4. To get over this difficulty learned counsel for the revision petitioner contended that the period of 60 days for filing the appeal must be computed not from the date of the order as stated in Rule 94 of the Kerala Land Reforms (Tenancy) Rules but must be computed from the date of communication of the copy of the order to the revision petitioner. For this purpose, reliance is placed on the decision reported in the Assistant Transport Commissioner, Lucknow v. Nand Singh, (AIR 1980 SC 15). That was a case where the party applied to the taxation officer claiming exemption from payment of motor vehicles tax. The order dated 24-10-1964 was communicated to the party on 29-10-1964. The period for appeal is 30 days from the date of the order. The Supreme Court held that the time can begin to run only from the date of the communication of the order and not from the date of the order. In so holding the Supreme Court observed as follows (at p. 16):--
'It is plain that mere writing an order in the file kept in the office of the Taxation Officer is no order in the eye of law in the sense of affecting the rights of the parties for whom the order is meant.

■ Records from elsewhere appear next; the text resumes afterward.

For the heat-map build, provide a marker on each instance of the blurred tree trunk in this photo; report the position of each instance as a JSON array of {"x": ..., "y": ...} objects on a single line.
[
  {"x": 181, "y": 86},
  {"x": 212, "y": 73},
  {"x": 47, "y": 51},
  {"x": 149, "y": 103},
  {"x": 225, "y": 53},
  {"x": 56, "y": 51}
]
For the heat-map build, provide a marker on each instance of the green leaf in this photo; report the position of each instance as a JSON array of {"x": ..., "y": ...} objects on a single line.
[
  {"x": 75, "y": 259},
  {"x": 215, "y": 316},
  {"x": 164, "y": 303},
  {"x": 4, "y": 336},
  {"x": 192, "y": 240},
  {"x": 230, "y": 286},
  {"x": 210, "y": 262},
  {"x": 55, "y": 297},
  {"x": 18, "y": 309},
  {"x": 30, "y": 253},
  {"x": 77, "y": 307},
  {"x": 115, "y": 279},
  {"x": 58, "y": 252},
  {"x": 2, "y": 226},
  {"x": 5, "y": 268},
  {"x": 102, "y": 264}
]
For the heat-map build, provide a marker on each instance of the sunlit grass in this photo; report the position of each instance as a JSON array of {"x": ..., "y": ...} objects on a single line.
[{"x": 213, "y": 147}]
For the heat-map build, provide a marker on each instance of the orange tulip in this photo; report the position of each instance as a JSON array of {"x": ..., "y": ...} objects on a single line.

The order must be communicated either directly or constructively in the sense of making it known, which may make it possible for the authority to say that the party affected must be deemed to have known the order.'
5. On a consideration of the provisions of the Act and the Rules I am of the opinion that the above dictum will not apply to an order passed by the Land Tribunal. The Land Tribunal is a quasi judicial statutory body created under this statute and is controlled by the various provisions of the statute and the statutory rules. Rule 98 of the Tenancy Rules lays down that the sittings of the Land Tribunal shall be held openly. In otherwords, the Tribunal has to function in so far as the sittings are concerned in the same way as a civil Court is expected to function. The Tribunal shall also maintain a posting book as contemplated in Rule 99. A roll call in accordance with the entries in the posting book in each sitting is required under Rule 100. Rule 101 relates to maintenance of a daily register. It states that it is the duty of the Bench clerk to enter the gist of the orders passed and other proceedings in the daily register and that it is the duty of the Land Tribunal to initial the entries. Parties are entitled to obtain copies of extracts from the daily register. The Land Tribunal is also mandated to maintain an order sheet under Rule 103 of the Rules. A reading of the above mentioned rules shows that in procedural matters covered by these rules there is practically no difference between the functioning of a Land Tribunal and the functioning of a Civil Court. Since the Tribunal holds its sittings openly and since cases are called and disposed of in such open sittings, no separate communication to the parties of an order is necessary, as it would be necessary in the case of orders passed by officers like the one which came up for consideration before the Supreme Court in the decision in AIR 1980 SC 15. In the case of a Land Tribunal governed by the statutory rules referred to above the 'date of the order' could only be the actual date of the order and not the date of communication. Hence I find that the Appellate Authority was right in holding that the appeal was barred by time. The appellate authority was also right in holding that sufficient ground for condoning the delay in filing the appeal was not made. I do not find any ground to interfere with the order of the appellate authority. The revision is dismissed, but without costs.